Medical and personal-health use of vibrators persisted until the blue pornographic films of the 1920s began incorporating them. After more than 2,000 years, the link between female masturbation and female sexuality had finally been formed in the general public’s mind, and vibrators quickly fell out of popularity as genteel women sought to avoid the taint of an overtly sexual stimulator. In 1952, hysteria lost its designation as a disease by the American Psychiatric Association, and when vibrators regained popularity in the 1960s and ’70s, they were openly marketed as sex toys.

Vibrators, however, have not been removed entirely from psychological treatment, where they’ve made a foray into sex therapy. “I make recommendations for vibrators quite often for a variety of different reasons,” said Heather Raznick, a 1994 MSW graduate of the Brown School of Social Work, LCSW and American Association of Sex Educators, Counselors and Therapists-certified sex therapist. “I use vibrators to treat all orgasmic dysfunctions, and I also use vibrators for arousal issues. Vibrators have an ability to increase swelling and lubrication for a woman. Typically men get aroused and are engorged far more quickly than women are. About the time a man is ready to penetrate his female partner, she’s just considering whether or not she’s in the mood…for many, incorporating a vibrator into their play will allow for their arousal to be timed a bit more appropriately.”

According to Rachel Maines’ “The Technology of Orgasm,” the inspiration for Ruhl’s play, possibly more than 70 percent of women have difficulty achieving orgasm by means of penile penetration alone.

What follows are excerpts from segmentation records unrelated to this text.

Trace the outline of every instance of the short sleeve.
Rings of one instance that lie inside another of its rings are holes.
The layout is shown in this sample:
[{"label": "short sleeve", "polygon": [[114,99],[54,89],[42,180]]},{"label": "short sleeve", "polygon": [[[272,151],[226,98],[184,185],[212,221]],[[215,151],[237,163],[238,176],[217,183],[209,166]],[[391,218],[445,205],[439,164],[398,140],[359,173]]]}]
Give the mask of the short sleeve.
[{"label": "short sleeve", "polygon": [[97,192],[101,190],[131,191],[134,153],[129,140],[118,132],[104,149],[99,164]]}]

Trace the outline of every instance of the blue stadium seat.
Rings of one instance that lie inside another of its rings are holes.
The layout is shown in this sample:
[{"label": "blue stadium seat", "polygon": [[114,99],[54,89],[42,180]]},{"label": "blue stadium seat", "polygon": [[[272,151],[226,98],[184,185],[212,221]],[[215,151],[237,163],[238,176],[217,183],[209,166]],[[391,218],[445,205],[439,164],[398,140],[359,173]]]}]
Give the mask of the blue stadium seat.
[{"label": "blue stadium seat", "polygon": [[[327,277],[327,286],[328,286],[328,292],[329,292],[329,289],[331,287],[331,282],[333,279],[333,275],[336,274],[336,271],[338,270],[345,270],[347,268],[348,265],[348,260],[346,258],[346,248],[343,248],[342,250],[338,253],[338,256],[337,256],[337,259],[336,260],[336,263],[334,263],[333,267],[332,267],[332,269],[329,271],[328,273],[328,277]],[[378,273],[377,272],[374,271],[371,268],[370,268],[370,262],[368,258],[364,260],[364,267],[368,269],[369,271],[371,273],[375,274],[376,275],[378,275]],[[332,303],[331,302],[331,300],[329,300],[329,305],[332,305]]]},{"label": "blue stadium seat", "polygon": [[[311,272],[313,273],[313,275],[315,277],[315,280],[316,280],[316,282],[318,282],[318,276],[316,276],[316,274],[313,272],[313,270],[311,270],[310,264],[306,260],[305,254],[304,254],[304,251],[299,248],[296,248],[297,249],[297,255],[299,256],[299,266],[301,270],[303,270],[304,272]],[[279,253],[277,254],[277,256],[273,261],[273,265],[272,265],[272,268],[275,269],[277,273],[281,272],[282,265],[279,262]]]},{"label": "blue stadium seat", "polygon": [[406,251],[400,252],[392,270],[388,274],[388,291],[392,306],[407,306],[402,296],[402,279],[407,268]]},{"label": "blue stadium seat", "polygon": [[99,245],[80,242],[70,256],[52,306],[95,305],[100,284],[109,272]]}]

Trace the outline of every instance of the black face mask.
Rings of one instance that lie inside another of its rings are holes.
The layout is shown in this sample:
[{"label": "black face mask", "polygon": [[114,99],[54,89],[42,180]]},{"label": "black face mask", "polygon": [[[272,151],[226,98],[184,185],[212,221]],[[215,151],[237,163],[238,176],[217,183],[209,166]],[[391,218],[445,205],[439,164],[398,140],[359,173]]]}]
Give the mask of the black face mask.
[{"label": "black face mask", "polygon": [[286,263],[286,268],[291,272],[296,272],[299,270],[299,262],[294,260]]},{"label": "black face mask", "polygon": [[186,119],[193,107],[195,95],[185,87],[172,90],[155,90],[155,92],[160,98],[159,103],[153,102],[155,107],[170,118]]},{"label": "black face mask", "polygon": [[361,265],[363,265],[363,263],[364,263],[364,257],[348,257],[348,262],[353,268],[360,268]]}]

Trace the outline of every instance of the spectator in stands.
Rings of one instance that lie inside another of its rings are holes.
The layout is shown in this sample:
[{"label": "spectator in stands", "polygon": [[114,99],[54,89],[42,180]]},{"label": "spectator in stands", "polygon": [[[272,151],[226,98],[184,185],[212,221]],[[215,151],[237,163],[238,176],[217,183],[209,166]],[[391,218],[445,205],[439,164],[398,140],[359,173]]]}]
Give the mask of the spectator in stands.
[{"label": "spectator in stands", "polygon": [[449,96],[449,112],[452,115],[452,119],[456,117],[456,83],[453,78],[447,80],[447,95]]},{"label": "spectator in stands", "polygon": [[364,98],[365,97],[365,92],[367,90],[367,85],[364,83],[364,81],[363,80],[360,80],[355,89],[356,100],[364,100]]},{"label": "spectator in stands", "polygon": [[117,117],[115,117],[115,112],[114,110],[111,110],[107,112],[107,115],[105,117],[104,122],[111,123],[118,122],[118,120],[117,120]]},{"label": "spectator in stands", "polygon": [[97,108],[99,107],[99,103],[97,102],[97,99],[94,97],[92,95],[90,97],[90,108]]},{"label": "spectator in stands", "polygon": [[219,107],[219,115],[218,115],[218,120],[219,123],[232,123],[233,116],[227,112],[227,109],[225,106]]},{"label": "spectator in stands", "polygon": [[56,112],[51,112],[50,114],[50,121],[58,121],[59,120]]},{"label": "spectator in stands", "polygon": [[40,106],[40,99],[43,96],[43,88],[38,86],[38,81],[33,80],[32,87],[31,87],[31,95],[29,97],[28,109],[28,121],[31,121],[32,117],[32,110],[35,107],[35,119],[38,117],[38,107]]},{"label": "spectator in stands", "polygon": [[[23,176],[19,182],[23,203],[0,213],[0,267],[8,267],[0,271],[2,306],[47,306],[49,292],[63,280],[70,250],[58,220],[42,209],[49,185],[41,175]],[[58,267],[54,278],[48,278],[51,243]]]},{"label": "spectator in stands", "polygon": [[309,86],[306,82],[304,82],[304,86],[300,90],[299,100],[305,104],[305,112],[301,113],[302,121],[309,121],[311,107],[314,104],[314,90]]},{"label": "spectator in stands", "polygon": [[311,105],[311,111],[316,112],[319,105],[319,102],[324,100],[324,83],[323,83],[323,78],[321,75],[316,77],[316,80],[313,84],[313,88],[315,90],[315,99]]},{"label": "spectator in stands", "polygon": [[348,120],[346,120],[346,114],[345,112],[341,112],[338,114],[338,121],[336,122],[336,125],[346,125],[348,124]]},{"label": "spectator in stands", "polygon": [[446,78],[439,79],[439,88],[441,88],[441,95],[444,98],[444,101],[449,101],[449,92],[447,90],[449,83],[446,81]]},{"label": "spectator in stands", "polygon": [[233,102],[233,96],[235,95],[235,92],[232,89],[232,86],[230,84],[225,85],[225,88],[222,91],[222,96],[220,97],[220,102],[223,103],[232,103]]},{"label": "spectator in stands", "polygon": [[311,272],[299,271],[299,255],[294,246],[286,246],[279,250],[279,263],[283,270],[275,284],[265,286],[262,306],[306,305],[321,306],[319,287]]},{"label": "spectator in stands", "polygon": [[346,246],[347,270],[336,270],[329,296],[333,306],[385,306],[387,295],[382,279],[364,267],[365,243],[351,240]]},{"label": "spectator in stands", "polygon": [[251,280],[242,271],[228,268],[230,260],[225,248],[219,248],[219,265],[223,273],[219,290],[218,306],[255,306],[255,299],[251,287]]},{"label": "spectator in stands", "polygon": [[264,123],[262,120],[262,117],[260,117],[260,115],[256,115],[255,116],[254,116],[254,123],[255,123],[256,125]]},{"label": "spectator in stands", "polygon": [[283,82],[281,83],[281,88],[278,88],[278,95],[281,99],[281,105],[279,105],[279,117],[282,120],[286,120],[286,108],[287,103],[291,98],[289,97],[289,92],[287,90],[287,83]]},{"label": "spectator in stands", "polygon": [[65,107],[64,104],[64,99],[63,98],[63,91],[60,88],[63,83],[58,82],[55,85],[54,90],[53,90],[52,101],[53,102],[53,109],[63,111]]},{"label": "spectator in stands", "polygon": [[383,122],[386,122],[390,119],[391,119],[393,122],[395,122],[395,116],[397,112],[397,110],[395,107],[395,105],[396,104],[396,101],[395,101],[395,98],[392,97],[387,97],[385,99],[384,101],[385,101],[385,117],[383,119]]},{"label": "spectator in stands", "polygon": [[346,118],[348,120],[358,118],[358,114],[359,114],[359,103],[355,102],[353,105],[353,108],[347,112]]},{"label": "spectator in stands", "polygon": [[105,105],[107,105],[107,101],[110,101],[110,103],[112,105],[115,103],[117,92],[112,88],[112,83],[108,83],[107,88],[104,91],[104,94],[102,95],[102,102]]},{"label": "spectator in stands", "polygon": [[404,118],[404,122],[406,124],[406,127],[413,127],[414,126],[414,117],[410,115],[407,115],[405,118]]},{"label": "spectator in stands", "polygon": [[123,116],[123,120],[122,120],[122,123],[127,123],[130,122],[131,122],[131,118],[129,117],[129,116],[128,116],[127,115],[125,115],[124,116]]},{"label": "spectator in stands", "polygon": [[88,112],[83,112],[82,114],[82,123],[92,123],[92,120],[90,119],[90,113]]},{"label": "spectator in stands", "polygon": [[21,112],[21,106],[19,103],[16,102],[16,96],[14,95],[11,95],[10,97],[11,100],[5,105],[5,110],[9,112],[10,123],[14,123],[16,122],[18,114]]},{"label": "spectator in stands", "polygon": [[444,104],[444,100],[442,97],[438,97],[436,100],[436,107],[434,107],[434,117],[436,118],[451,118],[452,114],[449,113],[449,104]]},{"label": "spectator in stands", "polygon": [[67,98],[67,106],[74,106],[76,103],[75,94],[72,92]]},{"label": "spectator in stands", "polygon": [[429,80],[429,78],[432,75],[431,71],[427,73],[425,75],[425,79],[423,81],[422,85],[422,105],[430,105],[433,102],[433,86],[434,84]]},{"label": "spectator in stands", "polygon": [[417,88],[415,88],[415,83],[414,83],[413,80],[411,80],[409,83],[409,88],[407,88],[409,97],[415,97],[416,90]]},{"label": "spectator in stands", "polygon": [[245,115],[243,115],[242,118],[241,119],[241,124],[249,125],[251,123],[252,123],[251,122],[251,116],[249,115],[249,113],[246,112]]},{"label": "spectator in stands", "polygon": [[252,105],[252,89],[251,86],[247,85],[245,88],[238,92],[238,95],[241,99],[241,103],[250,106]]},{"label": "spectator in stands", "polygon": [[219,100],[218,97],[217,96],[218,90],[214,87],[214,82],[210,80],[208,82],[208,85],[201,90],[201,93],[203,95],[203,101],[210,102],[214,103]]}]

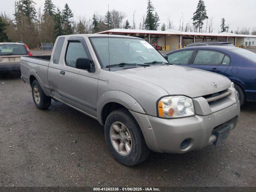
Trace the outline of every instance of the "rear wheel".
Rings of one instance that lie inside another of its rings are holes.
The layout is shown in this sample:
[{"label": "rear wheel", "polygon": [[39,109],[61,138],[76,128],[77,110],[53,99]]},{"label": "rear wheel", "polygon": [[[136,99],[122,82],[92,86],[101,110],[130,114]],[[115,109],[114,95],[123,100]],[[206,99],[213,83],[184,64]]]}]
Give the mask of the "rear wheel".
[{"label": "rear wheel", "polygon": [[45,109],[51,105],[52,98],[46,96],[37,80],[34,80],[31,86],[34,102],[39,109]]},{"label": "rear wheel", "polygon": [[118,109],[108,115],[105,124],[105,137],[115,158],[128,166],[141,163],[149,154],[140,126],[125,109]]},{"label": "rear wheel", "polygon": [[235,88],[237,91],[238,95],[238,99],[240,102],[240,106],[242,106],[244,104],[245,102],[245,95],[243,89],[237,84],[235,84]]}]

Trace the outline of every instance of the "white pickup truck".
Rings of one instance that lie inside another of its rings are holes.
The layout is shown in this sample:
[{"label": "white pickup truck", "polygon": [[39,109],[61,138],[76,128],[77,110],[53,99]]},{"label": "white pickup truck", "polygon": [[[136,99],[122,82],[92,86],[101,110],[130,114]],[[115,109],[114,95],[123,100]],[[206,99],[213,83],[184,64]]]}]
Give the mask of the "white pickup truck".
[{"label": "white pickup truck", "polygon": [[168,63],[139,38],[61,36],[51,56],[22,57],[20,67],[38,108],[53,99],[97,119],[113,155],[128,166],[150,150],[182,153],[217,145],[239,116],[228,78]]}]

“Women think—and this is what the play’s about—that the way you have an orgasm is through a penis entering the vagina,” Stiritz said. “However, there are no nerves in the vagina—that’s not how you have an orgasm. You have an orgasm through clitoral stimulation.”

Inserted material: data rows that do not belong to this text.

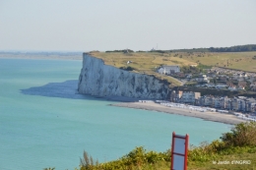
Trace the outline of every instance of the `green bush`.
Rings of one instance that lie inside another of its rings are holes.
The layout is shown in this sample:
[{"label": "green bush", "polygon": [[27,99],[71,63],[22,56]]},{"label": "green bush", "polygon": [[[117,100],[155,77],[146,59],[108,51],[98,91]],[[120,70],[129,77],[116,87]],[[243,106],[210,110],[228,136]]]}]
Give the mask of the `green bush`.
[{"label": "green bush", "polygon": [[256,146],[256,122],[238,124],[221,139],[226,146]]}]

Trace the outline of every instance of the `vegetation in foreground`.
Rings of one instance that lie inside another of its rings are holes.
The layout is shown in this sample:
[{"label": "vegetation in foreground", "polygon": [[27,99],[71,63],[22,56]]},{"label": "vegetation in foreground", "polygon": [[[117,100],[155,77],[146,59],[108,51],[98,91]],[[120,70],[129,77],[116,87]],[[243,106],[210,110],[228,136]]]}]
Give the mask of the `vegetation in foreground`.
[{"label": "vegetation in foreground", "polygon": [[[170,151],[147,151],[136,147],[118,160],[95,162],[87,152],[81,159],[79,170],[169,170]],[[188,169],[256,169],[256,122],[236,125],[221,140],[200,146],[191,145],[188,153]]]}]

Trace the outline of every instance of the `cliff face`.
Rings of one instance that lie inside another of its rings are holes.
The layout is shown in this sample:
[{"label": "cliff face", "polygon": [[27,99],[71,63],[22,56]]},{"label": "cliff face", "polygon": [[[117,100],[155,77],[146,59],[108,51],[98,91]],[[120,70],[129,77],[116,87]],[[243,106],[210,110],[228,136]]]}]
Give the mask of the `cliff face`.
[{"label": "cliff face", "polygon": [[153,76],[131,73],[104,65],[101,59],[83,54],[78,90],[99,96],[165,99],[169,88]]}]

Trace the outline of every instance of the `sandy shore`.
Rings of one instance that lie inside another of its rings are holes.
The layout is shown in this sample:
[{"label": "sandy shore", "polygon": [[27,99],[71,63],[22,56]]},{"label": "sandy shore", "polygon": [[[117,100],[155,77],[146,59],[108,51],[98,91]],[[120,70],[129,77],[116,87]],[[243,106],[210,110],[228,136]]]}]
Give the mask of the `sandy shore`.
[{"label": "sandy shore", "polygon": [[160,112],[165,112],[170,114],[177,114],[183,116],[190,116],[201,118],[206,121],[221,122],[224,124],[235,125],[244,120],[236,118],[234,115],[223,114],[219,112],[200,112],[200,111],[191,111],[188,109],[176,108],[176,107],[167,107],[154,102],[141,103],[141,102],[122,102],[111,104],[112,106],[118,107],[129,107],[135,109],[145,109],[145,110],[154,110]]}]

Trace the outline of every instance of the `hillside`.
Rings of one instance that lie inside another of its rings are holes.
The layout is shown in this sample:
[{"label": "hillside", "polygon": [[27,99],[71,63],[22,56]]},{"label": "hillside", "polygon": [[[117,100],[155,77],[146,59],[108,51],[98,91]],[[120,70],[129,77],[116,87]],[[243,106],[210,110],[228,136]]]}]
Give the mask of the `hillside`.
[{"label": "hillside", "polygon": [[[166,80],[170,86],[180,85],[177,80],[157,73],[161,65],[206,65],[256,72],[256,51],[252,52],[91,52],[106,65],[127,69],[135,73],[154,75]],[[129,64],[127,64],[127,62]]]}]

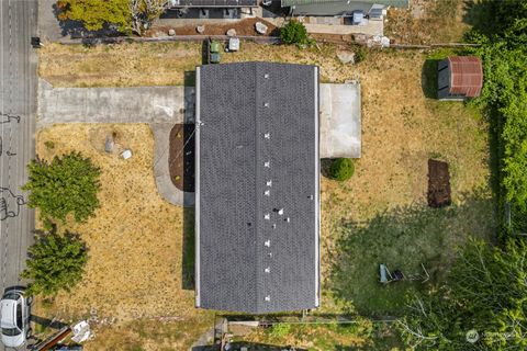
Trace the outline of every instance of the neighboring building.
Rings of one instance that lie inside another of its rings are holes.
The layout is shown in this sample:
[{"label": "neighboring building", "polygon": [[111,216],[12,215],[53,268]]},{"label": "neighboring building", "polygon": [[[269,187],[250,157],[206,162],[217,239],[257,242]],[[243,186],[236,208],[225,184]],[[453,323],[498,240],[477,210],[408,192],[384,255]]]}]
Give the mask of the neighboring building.
[{"label": "neighboring building", "polygon": [[319,305],[316,66],[197,68],[195,305]]},{"label": "neighboring building", "polygon": [[464,100],[479,97],[483,86],[483,68],[475,56],[451,56],[439,61],[437,98]]},{"label": "neighboring building", "polygon": [[190,19],[239,19],[243,13],[253,13],[258,0],[169,0],[168,9],[179,18]]},{"label": "neighboring building", "polygon": [[282,8],[289,7],[291,15],[351,16],[362,11],[370,20],[381,20],[390,8],[407,9],[410,0],[281,0]]}]

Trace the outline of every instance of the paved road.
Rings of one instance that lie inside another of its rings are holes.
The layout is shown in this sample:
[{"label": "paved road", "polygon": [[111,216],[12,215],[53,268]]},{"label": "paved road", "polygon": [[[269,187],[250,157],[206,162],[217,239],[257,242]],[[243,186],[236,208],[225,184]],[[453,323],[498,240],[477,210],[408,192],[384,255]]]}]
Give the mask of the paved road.
[{"label": "paved road", "polygon": [[[0,0],[0,292],[21,285],[34,212],[20,186],[34,157],[36,0]],[[3,350],[0,347],[0,350]]]}]

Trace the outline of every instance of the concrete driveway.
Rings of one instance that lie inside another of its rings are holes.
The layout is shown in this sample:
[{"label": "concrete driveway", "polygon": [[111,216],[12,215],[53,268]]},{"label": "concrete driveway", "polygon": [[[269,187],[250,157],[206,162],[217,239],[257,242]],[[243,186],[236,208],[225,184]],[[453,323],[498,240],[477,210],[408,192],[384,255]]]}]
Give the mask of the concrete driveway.
[{"label": "concrete driveway", "polygon": [[[156,140],[154,176],[159,194],[193,206],[193,193],[177,189],[169,172],[169,135],[178,123],[194,123],[193,87],[54,88],[38,82],[37,127],[55,123],[148,123]],[[360,84],[321,84],[321,158],[359,158]]]}]

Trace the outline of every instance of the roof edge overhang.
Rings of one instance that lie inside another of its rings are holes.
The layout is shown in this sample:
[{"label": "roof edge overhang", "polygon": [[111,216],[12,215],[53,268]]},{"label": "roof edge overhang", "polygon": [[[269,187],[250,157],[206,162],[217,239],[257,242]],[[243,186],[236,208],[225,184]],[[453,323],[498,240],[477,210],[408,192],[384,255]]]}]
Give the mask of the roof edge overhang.
[{"label": "roof edge overhang", "polygon": [[195,307],[201,307],[200,286],[200,124],[201,124],[201,67],[195,67],[195,125],[194,125],[194,290]]}]

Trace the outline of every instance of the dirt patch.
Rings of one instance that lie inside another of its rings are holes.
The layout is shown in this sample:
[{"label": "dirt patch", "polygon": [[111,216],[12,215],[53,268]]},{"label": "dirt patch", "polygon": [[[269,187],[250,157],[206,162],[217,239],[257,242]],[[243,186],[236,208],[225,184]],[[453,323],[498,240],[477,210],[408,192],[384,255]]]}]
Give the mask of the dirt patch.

Raznick reaffirmed Stiritz’s assertion, adding, “And a vibrator in addition to penetration creates far more success in achieving an orgasm.”

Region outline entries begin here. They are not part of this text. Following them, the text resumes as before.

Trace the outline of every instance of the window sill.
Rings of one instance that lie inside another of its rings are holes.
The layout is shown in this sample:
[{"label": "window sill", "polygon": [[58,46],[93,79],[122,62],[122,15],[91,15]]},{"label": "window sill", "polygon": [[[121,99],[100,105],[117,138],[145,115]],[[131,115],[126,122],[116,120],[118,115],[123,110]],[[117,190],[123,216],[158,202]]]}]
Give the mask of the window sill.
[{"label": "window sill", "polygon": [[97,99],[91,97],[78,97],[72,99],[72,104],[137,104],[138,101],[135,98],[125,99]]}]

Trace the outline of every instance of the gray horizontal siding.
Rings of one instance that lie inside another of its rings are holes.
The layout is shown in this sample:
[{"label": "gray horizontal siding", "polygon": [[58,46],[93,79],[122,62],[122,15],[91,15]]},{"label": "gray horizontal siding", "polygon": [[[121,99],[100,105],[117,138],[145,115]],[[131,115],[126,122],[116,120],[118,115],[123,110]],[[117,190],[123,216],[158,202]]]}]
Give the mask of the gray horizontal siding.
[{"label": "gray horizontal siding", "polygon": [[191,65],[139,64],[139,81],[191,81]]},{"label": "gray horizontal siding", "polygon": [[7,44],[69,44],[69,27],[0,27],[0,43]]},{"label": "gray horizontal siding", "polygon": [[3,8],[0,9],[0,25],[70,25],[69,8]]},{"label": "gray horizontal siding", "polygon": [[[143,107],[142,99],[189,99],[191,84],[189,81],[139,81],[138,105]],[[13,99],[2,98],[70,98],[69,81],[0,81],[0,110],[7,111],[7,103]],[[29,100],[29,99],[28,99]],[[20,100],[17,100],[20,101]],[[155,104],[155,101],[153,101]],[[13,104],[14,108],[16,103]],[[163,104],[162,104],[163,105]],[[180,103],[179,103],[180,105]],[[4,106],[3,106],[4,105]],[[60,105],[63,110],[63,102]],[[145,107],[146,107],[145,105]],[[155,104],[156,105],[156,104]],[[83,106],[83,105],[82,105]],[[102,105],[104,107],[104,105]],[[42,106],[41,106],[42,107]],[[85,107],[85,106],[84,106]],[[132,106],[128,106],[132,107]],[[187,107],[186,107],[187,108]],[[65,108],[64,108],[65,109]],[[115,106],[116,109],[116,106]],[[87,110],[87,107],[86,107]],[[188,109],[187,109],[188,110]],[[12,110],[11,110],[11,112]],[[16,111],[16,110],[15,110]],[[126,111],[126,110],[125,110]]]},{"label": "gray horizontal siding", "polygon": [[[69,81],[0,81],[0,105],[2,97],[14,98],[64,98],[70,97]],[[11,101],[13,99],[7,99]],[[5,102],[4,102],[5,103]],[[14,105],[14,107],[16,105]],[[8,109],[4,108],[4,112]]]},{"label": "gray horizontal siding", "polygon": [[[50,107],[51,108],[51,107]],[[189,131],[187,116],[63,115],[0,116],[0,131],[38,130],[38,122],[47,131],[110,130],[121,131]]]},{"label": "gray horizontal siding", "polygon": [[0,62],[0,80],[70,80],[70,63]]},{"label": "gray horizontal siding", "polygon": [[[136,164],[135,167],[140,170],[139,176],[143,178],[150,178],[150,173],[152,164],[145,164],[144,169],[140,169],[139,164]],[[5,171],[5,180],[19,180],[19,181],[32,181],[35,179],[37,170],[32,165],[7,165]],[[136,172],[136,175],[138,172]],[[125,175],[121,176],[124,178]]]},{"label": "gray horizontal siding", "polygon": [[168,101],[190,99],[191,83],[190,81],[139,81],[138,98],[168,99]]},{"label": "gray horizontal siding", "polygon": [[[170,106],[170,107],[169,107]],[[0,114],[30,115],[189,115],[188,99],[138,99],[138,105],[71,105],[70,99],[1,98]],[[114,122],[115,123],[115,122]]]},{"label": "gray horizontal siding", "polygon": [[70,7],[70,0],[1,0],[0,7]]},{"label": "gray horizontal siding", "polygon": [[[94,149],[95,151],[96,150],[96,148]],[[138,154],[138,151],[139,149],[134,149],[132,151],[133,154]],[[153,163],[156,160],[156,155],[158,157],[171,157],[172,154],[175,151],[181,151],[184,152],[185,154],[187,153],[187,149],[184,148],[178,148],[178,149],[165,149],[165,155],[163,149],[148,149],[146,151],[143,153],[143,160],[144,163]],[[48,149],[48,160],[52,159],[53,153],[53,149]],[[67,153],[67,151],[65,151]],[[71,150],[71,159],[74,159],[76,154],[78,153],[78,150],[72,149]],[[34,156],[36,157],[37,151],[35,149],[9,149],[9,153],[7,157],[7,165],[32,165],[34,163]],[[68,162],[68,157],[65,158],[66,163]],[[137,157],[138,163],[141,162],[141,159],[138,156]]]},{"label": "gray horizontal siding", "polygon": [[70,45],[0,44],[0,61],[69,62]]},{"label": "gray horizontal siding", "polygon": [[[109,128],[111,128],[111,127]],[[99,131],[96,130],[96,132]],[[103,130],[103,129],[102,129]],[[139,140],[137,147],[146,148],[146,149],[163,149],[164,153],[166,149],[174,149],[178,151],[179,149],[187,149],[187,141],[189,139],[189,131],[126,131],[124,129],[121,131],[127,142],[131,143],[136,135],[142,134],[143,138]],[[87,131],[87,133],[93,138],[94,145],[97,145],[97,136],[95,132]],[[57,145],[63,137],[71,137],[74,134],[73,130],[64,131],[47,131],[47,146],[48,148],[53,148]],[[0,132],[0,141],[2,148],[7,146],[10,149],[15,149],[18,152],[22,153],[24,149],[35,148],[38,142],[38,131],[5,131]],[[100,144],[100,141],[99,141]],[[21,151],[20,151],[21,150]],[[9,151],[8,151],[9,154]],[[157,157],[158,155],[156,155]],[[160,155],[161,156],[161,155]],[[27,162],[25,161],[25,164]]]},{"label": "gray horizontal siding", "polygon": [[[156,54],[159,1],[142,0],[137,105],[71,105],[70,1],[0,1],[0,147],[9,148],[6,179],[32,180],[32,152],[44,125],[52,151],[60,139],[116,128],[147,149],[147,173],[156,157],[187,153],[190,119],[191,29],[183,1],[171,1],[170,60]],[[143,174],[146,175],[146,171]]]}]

Over the course of their near-two-centuries-long development, vibrators have transitioned from the cold, clinical devices used to administer hysteria treatments to items of sexual liberation, empowering their users to control their own sexuality. “In the Next Room,” the play and the Becker exhibit, hopes to capture that essence. “This is a play about not only sexual awakening, but it’s also about emotional awakening,” Schvey said. “It’s recognizing that women are independent beings. They can handle money. They can press [a vibrator’s] buttons themselves.”